La città, a partire dalle dichiarazioni del sindaco Sala, è smart e cool in tendenza con tutti gli eventi roboanti e patinati in cui il Capitale si muove, dal Salone del Mobile alla Fashion Week -dove si parla e fattura molto- peccato che, vivendo un minimo le realtà fuori da City Life, sia impossibile non notare il continuo crescere del carovita rispetto ad affitti, spese vive e servizi essenziali, con un numero sempre maggiore di famiglie, lavoratori, studenti, ecc.. costrette a vivere in una condizione economicamente proibitiva.
La Caritas stima circa 18.000 famiglie che sopravvivono a Milano grazie al suo sostentamento; vediamo quotidianamente il personale ,specializzato (laureati compresi) e non, impiegato in lavori sottopagati o non retribuiti, privi di tutele sociali e riconoscimento giuridico; migliaia di anziani che non vedono la fine del mese, studenti sobbarcati in lavori occasionali “just-in-time”.

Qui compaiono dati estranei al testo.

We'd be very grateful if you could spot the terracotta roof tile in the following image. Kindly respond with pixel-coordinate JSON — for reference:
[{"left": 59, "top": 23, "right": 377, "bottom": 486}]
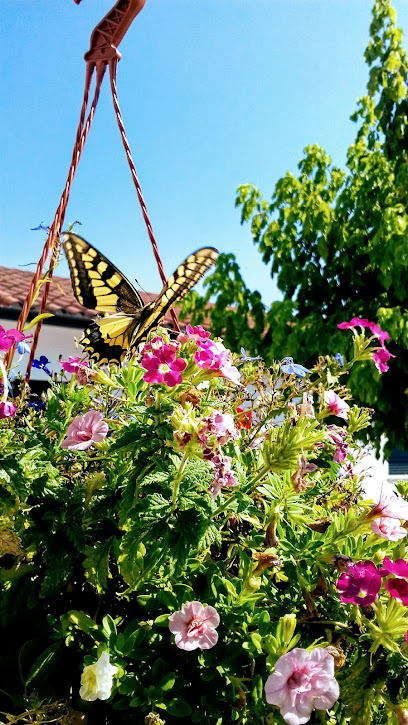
[{"left": 0, "top": 267, "right": 204, "bottom": 327}]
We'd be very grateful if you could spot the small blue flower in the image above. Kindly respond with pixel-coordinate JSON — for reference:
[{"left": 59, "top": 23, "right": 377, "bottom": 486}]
[
  {"left": 238, "top": 347, "right": 262, "bottom": 365},
  {"left": 280, "top": 357, "right": 310, "bottom": 378},
  {"left": 32, "top": 355, "right": 52, "bottom": 375},
  {"left": 16, "top": 340, "right": 30, "bottom": 355},
  {"left": 334, "top": 352, "right": 344, "bottom": 368}
]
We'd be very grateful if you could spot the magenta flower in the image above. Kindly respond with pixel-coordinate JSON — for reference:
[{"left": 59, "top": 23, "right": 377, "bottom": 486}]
[
  {"left": 265, "top": 647, "right": 340, "bottom": 725},
  {"left": 380, "top": 556, "right": 408, "bottom": 579},
  {"left": 336, "top": 561, "right": 382, "bottom": 607},
  {"left": 141, "top": 343, "right": 187, "bottom": 388},
  {"left": 371, "top": 516, "right": 407, "bottom": 541},
  {"left": 0, "top": 400, "right": 16, "bottom": 420},
  {"left": 194, "top": 340, "right": 241, "bottom": 383},
  {"left": 204, "top": 451, "right": 238, "bottom": 498},
  {"left": 367, "top": 322, "right": 390, "bottom": 345},
  {"left": 0, "top": 325, "right": 32, "bottom": 352},
  {"left": 324, "top": 390, "right": 350, "bottom": 420},
  {"left": 337, "top": 317, "right": 373, "bottom": 330},
  {"left": 61, "top": 410, "right": 109, "bottom": 451},
  {"left": 169, "top": 602, "right": 220, "bottom": 652},
  {"left": 385, "top": 577, "right": 408, "bottom": 607},
  {"left": 373, "top": 347, "right": 395, "bottom": 373},
  {"left": 337, "top": 317, "right": 390, "bottom": 346},
  {"left": 200, "top": 410, "right": 241, "bottom": 446},
  {"left": 367, "top": 488, "right": 408, "bottom": 521},
  {"left": 60, "top": 355, "right": 89, "bottom": 373},
  {"left": 177, "top": 325, "right": 211, "bottom": 342}
]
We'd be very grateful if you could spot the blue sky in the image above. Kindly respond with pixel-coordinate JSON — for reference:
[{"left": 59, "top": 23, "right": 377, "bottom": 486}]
[{"left": 0, "top": 0, "right": 408, "bottom": 305}]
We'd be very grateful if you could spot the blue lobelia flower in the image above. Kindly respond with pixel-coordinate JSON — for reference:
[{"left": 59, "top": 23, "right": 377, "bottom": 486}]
[
  {"left": 16, "top": 340, "right": 30, "bottom": 355},
  {"left": 32, "top": 355, "right": 52, "bottom": 375},
  {"left": 334, "top": 352, "right": 344, "bottom": 368},
  {"left": 280, "top": 357, "right": 310, "bottom": 378}
]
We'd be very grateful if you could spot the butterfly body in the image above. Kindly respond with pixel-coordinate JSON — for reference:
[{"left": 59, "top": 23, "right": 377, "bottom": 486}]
[{"left": 63, "top": 232, "right": 218, "bottom": 364}]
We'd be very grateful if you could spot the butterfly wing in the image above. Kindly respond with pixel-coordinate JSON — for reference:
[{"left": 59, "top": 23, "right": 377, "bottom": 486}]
[
  {"left": 62, "top": 232, "right": 144, "bottom": 314},
  {"left": 63, "top": 232, "right": 144, "bottom": 364},
  {"left": 131, "top": 247, "right": 218, "bottom": 348},
  {"left": 63, "top": 232, "right": 218, "bottom": 365}
]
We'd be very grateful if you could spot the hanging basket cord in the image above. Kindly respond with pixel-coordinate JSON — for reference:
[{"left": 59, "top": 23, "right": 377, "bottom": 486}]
[{"left": 5, "top": 0, "right": 180, "bottom": 383}]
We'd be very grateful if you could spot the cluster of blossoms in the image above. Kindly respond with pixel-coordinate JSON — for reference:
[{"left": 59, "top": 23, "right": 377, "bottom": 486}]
[
  {"left": 140, "top": 325, "right": 241, "bottom": 388},
  {"left": 326, "top": 425, "right": 349, "bottom": 463},
  {"left": 0, "top": 325, "right": 32, "bottom": 420},
  {"left": 172, "top": 410, "right": 240, "bottom": 498},
  {"left": 336, "top": 556, "right": 408, "bottom": 607},
  {"left": 337, "top": 317, "right": 395, "bottom": 373}
]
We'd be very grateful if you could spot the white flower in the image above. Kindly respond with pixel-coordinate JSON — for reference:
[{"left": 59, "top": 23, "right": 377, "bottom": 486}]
[{"left": 79, "top": 652, "right": 118, "bottom": 702}]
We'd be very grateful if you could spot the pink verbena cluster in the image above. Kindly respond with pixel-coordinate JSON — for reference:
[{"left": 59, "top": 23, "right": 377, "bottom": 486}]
[
  {"left": 141, "top": 337, "right": 187, "bottom": 388},
  {"left": 337, "top": 317, "right": 395, "bottom": 373}
]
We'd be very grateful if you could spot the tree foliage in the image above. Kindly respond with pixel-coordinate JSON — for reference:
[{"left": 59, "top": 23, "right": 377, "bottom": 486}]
[{"left": 181, "top": 0, "right": 408, "bottom": 451}]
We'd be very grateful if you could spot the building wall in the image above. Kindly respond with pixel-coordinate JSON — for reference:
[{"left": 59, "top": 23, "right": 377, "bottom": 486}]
[{"left": 0, "top": 317, "right": 81, "bottom": 380}]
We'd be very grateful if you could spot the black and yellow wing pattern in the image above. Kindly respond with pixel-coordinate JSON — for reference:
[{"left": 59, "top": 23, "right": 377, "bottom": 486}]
[{"left": 63, "top": 232, "right": 218, "bottom": 365}]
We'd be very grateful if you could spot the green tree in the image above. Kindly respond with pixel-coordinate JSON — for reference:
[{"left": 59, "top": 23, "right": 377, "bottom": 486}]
[{"left": 183, "top": 0, "right": 408, "bottom": 451}]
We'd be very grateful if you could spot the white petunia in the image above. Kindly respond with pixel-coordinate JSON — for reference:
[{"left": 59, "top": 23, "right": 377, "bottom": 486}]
[{"left": 79, "top": 652, "right": 118, "bottom": 702}]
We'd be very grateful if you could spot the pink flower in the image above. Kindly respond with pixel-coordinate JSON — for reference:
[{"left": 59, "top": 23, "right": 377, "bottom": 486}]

Per noi le questioni del potere d’acquisto eroso, del carovita sempre in aumento e del sostentamento sono centrali e di questo fa parte l’aumento per il costo dei trasporti, così come il diritto all’abitare: la casa dovrebbe essere un diritto fondamentale, come esigenza vitale, ed è invece un privilegio; la città investe in costruzioni di lusso nei quartieri finanziari e dei VIPs, dove gli affitti arrivano anche a 5.000 euro al metro quadro.
Milano è una delle città più care in Europa mentre gli stipendi sono totalmente sproporzionati in merito alla produttività ed al tempo di lavoro – che tra l’altro comprende il tempo di trasporto, ancora oggi non retribuito come tale a livello complessivo.
Questo modello di città a due velocità – smart e fresh per i ricchi, poco accessibile e cara per i pezzenti- è una contraddizione su cui inserirsi come militanti, anche con questa campagna, per far avanzare una prospettiva di lotta sulla contraddizione primaria, cioè quella fra capitale e lavoro.
Infine – per collegare tutto quanto è stato detto all’intervento di oggi- facendo alcune ricerche abbiamo rilevato che l’aumento è stato giustificato dall’azienda per sostenere i costi dell’investimento per la metro 4, la quale permette certamente di congiungere parti della città in cui la linea non era presente – come per esempio Forlanini o Giambellino- ma che passa anche dal centro, per esempio, da Piazza Vetra dove una nuova linea non è la prima delle urgenze, essendovi almeno 5 fermate ad una decina di minuti a piedi.
Questo progetto multimiliardario, nonostante le cospicue entrate di ATM già elencate, è passato dal consorzio Gastaldi – poi commissariato- a Salini Impregilo, colosso italiano delle costruzioni e “big player” europeo, già commissionato per i lavori della TAV, attraverso il meccanismo del “project financing”, ovvero uno strumento finanziario che permette di scaricare l’investimento sugli utenti finali, mantenendo tutti i guadagni degli appalti e dell’intera opera nella logica del profitto privato.
Denunciamo quindi il fatto che Sala abbia accettato di utilizzare i milanesi come bancomat per pagare le peripezie finanziare aperte con questa corporation internazionale delle grandi opere, in maniera analoga a quanto fatto con Expo, con il risultato del buco finanziario di decine di milioni di euro e tutto ciò che ne consegue.